Plymouth is a town in Juneau County, Wisconsin, United States. The population was 578 at the 2020 census.

==Geography==
According to the United States Census Bureau, the town has a total area of 34.6 square miles (89.6 km^{2}), of which 34.6 square miles (89.5 km^{2}) is land and 0.04 square miles (0.1 km^{2}) (0.06%) is water.

==Demographics==
As of the census of 2000, there were 639 people, 244 households, and 183 families residing in the town. The population density was 18.5 people per square mile (7.1/km^{2}). There were 306 housing units at an average density of 8.9 per square mile (3.4/km^{2}). The racial makeup of the town was 100% White.

There were 244 households, out of which 27.5% had children under the age of 18 living with them, 68% were married couples living together, 4.5% had a female householder with no husband present, and 24.6% were non-families. 19.7% of all households were made up of individuals, and 8.2% had someone living alone who was 65 years of age or older. The average household size was 2.62 and the average family size was 3.04.

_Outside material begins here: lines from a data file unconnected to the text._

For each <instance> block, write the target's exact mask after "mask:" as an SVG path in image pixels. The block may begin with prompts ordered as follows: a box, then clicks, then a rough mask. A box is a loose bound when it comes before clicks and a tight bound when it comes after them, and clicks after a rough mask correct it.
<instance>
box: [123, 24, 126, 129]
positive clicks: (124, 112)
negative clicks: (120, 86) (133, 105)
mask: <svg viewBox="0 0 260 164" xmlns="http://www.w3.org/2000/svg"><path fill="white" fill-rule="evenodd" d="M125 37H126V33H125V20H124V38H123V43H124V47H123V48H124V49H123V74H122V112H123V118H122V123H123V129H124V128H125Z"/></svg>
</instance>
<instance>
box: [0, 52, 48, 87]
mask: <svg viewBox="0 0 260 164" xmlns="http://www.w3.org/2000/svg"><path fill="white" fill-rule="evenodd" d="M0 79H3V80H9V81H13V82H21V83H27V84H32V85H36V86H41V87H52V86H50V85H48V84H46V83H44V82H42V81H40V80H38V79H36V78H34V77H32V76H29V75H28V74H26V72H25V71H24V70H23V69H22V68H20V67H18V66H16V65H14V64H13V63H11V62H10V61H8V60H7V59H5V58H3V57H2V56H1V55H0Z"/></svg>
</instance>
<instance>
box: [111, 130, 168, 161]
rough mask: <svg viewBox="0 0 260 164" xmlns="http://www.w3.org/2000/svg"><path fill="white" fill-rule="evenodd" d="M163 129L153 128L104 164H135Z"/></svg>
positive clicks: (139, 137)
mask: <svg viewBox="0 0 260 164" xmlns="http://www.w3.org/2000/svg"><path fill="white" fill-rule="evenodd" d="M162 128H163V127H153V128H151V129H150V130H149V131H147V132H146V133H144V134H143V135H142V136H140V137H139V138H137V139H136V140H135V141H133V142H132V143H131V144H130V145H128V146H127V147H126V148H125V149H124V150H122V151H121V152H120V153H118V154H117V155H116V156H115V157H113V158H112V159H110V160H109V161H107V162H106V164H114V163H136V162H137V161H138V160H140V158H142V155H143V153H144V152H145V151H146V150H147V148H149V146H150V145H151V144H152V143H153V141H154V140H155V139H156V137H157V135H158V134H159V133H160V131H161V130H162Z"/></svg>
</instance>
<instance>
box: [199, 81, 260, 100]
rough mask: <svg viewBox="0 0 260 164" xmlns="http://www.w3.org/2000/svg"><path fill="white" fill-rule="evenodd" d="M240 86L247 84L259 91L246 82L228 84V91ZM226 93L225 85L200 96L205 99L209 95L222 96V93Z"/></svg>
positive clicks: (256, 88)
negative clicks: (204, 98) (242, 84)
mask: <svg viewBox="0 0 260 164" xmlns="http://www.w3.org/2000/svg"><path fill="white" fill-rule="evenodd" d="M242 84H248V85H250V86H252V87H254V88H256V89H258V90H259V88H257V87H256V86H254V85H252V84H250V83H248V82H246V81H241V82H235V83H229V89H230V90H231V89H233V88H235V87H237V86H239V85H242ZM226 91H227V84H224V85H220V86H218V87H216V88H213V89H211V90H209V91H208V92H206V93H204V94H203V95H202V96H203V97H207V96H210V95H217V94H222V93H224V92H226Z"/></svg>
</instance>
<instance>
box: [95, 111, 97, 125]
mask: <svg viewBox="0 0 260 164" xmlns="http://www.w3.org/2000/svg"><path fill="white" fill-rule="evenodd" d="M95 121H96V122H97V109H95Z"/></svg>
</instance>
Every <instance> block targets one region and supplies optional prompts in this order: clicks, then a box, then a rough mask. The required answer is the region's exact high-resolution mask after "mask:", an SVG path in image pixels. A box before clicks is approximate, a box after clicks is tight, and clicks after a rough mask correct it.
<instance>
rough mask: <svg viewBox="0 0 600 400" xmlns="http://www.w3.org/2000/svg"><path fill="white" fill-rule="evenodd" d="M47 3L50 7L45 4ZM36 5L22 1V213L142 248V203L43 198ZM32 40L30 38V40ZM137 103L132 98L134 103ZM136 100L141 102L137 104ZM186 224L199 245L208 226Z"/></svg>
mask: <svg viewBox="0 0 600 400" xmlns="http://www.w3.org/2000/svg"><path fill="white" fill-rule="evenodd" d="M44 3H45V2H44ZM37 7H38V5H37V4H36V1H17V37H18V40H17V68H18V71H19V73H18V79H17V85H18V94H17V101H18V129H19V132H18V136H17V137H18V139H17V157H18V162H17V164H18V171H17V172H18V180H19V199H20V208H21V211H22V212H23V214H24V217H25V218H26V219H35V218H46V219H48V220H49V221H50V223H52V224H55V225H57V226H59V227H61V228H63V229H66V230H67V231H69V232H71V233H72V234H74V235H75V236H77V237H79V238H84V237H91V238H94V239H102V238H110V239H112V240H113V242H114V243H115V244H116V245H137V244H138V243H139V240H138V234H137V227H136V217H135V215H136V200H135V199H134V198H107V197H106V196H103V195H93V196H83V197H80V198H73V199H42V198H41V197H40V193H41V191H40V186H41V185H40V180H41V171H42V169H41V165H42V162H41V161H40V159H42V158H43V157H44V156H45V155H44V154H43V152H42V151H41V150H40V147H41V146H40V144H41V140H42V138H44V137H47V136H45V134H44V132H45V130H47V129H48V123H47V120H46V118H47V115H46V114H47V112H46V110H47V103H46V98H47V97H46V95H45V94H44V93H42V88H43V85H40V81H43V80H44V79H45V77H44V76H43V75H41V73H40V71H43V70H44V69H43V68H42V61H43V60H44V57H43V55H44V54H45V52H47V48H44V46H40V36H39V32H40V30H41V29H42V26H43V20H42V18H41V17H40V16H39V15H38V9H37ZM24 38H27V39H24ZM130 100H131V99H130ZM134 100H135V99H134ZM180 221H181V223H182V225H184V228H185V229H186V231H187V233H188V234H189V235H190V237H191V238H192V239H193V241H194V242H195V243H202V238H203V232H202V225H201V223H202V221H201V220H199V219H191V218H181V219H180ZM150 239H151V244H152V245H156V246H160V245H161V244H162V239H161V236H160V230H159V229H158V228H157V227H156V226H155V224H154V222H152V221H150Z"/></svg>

In the town, the population was spread out, with 24.7% under the age of 18, 6.1% from 18 to 24, 23.2% from 25 to 44, 30.2% from 45 to 64, and 15.8% who were 65 years of age or older. The median age was 42 years. For every 100 females, there were 113 males. For every 100 females age 18 and over, there were 112.8 males.

The median income for a household in the town was $44,271, and the median income for a family was $50,750. Males had a median income of $30,536 versus $22,153 for females. The per capita income for the town was $21,996. About 6.1% of families and 8.2% of the population were below the poverty line, including 16.4% of those under age 18 and 3.1% of those age 65 or over.